Leccese rapina la Tercas di via Fabrizi ma fra le banconote c’è un congegno che scoppia e lo macchia di vernice: arrestato

PESCARA. E’ fuggito dalla Tercas di via Nicola Fabrizi pensando di avercela quasi fatta e invece una delle mazzette di banconote che aveva appena portato via dalla banca gli è esplosa tra le mani, inonandolo di polvere rossa, e poco dopo la polizia lo ha individuato, braccato e arrestato. E’ finito in carcere il giovane leccese che, ieri mattina, si è spostato in trasferta a Pescara per mettere a segno una rapina in pieno centro cittadino.

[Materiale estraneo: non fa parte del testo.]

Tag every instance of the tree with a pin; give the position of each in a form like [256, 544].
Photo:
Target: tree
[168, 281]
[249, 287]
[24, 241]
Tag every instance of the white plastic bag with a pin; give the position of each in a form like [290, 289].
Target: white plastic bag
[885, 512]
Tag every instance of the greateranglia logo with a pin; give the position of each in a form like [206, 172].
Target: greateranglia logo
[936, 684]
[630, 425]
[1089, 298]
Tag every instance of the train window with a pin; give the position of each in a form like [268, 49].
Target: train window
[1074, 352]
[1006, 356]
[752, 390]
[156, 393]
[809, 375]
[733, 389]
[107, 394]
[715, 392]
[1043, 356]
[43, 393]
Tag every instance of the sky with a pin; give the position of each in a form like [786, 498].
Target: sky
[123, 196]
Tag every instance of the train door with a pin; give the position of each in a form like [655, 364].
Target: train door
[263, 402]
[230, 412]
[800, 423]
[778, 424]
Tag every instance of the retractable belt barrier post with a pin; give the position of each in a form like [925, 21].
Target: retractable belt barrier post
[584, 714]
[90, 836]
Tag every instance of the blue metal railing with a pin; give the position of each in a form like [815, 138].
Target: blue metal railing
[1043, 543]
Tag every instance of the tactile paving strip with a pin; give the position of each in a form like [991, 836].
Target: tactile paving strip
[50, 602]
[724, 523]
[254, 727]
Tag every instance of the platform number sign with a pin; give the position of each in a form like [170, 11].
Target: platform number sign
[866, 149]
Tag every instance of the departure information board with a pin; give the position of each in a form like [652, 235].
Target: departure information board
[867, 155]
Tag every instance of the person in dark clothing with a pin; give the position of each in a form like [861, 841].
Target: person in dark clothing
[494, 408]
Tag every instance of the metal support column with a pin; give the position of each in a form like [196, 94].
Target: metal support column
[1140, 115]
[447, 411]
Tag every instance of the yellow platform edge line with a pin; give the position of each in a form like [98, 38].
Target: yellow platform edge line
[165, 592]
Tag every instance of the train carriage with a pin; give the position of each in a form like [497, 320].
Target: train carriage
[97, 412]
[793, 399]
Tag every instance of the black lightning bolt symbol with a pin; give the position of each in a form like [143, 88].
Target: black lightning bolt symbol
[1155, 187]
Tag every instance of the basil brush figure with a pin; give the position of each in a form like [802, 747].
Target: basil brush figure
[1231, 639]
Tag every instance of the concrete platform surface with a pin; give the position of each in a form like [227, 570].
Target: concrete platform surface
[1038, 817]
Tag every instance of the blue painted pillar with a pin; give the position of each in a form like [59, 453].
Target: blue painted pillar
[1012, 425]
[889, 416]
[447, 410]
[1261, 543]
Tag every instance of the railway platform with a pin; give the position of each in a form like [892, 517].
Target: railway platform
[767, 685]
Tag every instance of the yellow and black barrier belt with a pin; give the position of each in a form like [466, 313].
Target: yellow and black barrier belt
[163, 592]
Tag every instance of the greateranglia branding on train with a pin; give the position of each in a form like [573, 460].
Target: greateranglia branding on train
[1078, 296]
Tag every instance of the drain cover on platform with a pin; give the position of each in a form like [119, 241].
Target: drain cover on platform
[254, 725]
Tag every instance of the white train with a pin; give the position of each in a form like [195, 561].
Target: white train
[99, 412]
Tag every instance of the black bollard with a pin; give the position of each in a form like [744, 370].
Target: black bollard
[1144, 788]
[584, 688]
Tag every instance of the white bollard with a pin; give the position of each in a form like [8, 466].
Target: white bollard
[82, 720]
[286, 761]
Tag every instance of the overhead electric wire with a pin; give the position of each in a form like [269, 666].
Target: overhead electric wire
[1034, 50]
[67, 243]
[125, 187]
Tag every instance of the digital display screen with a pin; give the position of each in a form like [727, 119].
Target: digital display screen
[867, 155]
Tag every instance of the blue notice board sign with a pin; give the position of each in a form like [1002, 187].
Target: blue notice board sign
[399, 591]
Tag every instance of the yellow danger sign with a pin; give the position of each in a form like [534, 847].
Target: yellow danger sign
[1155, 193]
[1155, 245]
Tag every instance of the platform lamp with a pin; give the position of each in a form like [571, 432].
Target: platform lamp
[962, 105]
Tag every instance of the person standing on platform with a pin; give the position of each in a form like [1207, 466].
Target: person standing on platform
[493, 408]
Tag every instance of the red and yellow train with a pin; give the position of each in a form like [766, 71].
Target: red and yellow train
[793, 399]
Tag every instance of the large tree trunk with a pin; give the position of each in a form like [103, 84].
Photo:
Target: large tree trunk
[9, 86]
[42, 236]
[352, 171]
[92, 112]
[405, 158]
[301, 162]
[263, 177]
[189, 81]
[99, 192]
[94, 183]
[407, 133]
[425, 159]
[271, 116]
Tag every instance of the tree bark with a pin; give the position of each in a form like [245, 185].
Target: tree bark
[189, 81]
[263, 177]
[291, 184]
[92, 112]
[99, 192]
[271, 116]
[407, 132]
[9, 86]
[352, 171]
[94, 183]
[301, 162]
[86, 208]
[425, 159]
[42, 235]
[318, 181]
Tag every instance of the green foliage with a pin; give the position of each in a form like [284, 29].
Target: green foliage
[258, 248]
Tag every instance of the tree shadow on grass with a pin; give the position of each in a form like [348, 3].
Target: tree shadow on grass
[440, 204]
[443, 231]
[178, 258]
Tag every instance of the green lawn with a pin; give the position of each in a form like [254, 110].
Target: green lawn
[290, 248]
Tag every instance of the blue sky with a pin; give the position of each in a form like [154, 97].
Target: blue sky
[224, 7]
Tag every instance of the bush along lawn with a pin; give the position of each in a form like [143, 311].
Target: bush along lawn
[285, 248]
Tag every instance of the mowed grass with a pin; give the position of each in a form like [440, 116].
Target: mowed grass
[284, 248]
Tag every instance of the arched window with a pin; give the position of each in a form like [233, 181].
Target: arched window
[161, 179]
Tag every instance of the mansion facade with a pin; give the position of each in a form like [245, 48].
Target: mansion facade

Violando i vincoli a cui è sottoposto come sorvegliato speciale di pubblica sicurezza, cioè l’obbligo di soggiorno a Lecce, Marco Castrignanò ha raggiunto il capoluogo adriatico e verso le 12 è entrato alla Tercas di via Fabrizi, angolo via Ravenna, con un cappello in testa e un k-way. Sembrava fosse armato, perché aveva la mano in tasca e pareva impugnasse una pistola, e dopo essere salito sul bancone ha detto: «E’ una rapina, aprite i cassetti e datemi i soldi». Il personale ha obbedito, i clienti osservavano la scena in silenzio, e lui dopo aver preso i soldi, per un totale di 12.000 euro, li ha infilati in una busta di plastica che si era portato dietro ed è fuggito. Tra le mazzette ce n’era una “spia”, cioè contenente un congegno che esplode e macchia di vernice (in questo caso rossa) sia i soldi sia chi li detiene. In via Ravenna il meccanismo si è attivato, per cui c’è stata la deflagrazione e si è sollevata una nuvola rossa, e il rapinatore ha raccolto dal marciapiede una parte dei soldi volati via, lasciandone altri in strada, e ha proseguito la corsa. La zona, nel frattempo, era stata “cinturata” dagli uomini della squadra volante, diretta da Dante Cosentino, che hanno individuato il rapinatore e hanno fatto di tutto per impedirgli di sparire, scavalcando recinti e cancelli. Lui ha raggiunto via Palermo, si è ficcato in un vicolo senza uscita, e lì è stato costretto ad arrendersi.

Addosso aveva 8.000 euro, con evidenti tracce di colore rosso, mentre gli altri 4.000 erano rimasti poco prima in via Ravenna, dove nel frattempo è arrivato uno dei dipendenti della Tercas a presidiare il denaro.

Castrignanò, che ha diversi precedenti, anche specifici, è stato arrestato per rapina, aggravata dal fatto che è stata commessa da una persona sottoposta a misura di prevenzione personale. Non aveva armi, il suo era soltanto un modo per intimorire personale e clienti della Tercas.